I must be one of the few people in the sf/f/h community who hasn’t read Lovecraft. I’m aware of Lovecraft’s themes and technique, have read a biography of him and plenty of Lovecraftian fiction by others, but somehow have yet to set aside time and imbibe H. P.’s own canonical works. In the past this has made me reluctant to review Lovecraftian work by other hands, but in this instance it may be a benefit. Kij Johnson’s novella “The Dream-Quest of Vellitt Boe,” while clearly inspired by Lovecraft’s novella “The Dream-Quest of Unknown Kadath,” has been presented as a stand-alone work that can be enjoyed without familiarity with its source text. I’m well suited to test whether that’s true.

The story kicks off with the disappearance of Clarie Jurat, a third-year student at Ulthar Women’s College, who had been studying Mathematics under the eponymous Vellitt Boe. Gnesa Petso, the Dean of the College, shares with Vellitt the discovery of a handwritten note in which Clarie reveals her reasons for leaving so abruptly. She is in love with a man named Stephan, and they have absconded together so that she can discover for herself the “enormous world” beyond the College, one with “millions of stars.” At first glance this may seem a simple romantic declaration of independence by a strong-willed woman, but a few pages later we understand the true extent of what’s going on. Clarie and Vellitt and everyone else in the “Six Kingdoms” in fact lives in our dream world, and Stephan is one of us, who has dreamed his way there and intends to bring Clarie back to our reality. The girl’s father is one of the College’s Trustees, and if the girl can’t be found quickly he may have the College shut down. Vellitt, familiar with the mechanisms of crossing between worlds via Gates, and formerly a “far traveller” who roamed the wild lands interposed between her College and the girl’s most likely destination, sets off on a quest to find her and bring her back.

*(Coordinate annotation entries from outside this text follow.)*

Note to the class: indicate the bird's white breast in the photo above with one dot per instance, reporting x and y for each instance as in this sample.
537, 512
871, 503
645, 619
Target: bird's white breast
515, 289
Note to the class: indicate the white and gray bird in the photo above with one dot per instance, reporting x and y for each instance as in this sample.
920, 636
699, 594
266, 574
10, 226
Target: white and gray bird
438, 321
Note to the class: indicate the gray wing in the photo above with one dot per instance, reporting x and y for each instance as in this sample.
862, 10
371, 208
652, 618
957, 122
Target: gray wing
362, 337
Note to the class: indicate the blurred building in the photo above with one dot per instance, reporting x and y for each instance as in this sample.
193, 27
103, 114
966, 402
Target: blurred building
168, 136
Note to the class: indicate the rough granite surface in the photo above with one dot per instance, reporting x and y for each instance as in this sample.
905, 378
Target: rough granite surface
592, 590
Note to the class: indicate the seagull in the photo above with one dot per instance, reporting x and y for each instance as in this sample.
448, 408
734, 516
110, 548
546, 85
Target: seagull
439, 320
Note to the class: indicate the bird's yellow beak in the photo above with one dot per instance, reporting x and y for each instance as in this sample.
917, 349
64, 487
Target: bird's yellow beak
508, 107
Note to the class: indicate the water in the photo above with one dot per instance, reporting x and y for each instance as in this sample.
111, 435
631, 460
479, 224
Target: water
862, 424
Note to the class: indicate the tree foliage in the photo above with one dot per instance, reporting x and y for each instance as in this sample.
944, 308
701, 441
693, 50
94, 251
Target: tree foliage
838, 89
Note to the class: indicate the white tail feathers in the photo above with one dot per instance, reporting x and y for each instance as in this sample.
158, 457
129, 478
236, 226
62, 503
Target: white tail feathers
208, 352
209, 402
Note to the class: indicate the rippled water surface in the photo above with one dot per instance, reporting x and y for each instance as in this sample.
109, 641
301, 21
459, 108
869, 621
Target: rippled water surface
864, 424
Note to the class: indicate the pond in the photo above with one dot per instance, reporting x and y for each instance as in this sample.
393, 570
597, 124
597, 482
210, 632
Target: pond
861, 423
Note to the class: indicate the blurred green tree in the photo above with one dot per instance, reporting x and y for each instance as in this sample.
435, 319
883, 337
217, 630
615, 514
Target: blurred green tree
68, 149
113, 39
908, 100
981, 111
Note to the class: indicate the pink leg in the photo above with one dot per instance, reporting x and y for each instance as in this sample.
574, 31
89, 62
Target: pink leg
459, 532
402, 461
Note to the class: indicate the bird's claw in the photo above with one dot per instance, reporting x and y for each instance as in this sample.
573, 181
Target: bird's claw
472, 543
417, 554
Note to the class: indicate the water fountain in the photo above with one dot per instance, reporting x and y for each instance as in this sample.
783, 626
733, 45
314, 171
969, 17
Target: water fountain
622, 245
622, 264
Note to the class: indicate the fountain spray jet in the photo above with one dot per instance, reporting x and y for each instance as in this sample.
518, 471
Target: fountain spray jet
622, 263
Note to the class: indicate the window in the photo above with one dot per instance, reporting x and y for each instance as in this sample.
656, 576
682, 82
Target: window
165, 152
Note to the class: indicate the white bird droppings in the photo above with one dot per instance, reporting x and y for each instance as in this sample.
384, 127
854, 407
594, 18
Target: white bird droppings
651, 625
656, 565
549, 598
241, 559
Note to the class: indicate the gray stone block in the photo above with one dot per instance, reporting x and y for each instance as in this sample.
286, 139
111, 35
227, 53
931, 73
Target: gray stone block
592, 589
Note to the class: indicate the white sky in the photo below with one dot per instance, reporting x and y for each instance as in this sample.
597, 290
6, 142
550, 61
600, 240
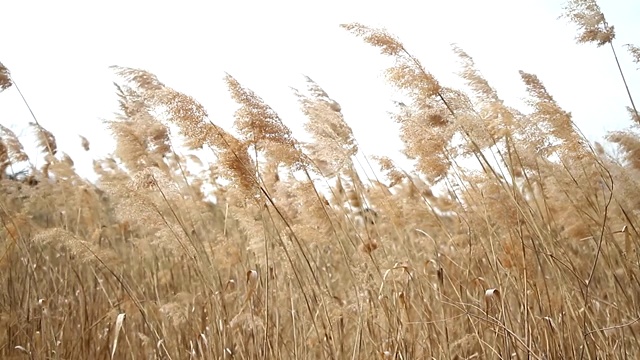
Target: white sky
59, 54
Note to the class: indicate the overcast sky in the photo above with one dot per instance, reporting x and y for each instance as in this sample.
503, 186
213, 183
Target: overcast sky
59, 54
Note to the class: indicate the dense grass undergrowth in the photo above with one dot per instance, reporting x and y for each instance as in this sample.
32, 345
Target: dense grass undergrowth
535, 256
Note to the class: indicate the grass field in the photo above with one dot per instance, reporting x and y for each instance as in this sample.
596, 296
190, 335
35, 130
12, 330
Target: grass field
533, 255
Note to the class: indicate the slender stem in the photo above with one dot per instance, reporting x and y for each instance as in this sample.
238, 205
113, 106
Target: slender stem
25, 101
633, 105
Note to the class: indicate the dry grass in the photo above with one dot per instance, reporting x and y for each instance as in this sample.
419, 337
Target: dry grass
534, 256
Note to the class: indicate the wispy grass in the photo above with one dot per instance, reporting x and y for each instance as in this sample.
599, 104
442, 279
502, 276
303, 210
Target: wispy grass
532, 255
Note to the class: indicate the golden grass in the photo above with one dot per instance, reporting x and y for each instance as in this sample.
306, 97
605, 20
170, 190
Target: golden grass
533, 256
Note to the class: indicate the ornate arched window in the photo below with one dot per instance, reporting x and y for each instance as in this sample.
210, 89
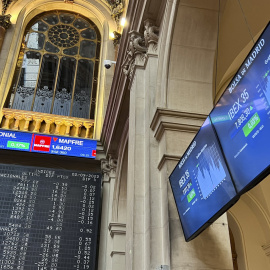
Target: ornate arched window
57, 68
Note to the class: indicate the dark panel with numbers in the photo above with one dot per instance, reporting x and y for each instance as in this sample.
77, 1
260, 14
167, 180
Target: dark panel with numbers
48, 218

Johnson’s novella is artfully told, richly descriptively and imaginatively fecund, particularly in the proliferation of underground ghouls and beasts. Vellitt spends much of her journey traveling alone with a black cat, and I’ll admit I’m automatically drawn to stories in which isolated characters voyage through exotic lands; this one is particularly strong. As the story unfolds there’s a gradual darkening to both Vellitt’s physical reality and our understanding of the capricious and cruel gods operating within it. This conjures up an interesting mix of visceral oppressiveness with a sort of mythically necrotic grandeur. Lovecraft channeled Lord Dunsany in his novella, and though here Johnson may be channeling both of them, her prose is never self-consciously ornate, at times even positively economical. The texture of her fictional University, and the brutishness of the realms beyond, may have been partially informed by her academic background in pre-Norman English history.

While the quest’s ending arises organically from what precedes it, I wasn’t bowled over by the denouement—but that’s probably more of a compliment to the journey than it is a critique of the destination. As I hope this review makes clear, the answer to the question of whether this work can be enjoyed by itself is a resounding yes, and I’m still not sure when I’ll venture into Lovecraft land. At one point Vellitt seeks the help of a former lover from the original story, named Randolph Carter, and now a King. He proclaims that “Women don’t dream large dreams.” This skillful novella suggests two immediate ripostes: 1) They do indeed, as long as we have writers like Kij Johnson around, and 2) Size isn’t everything.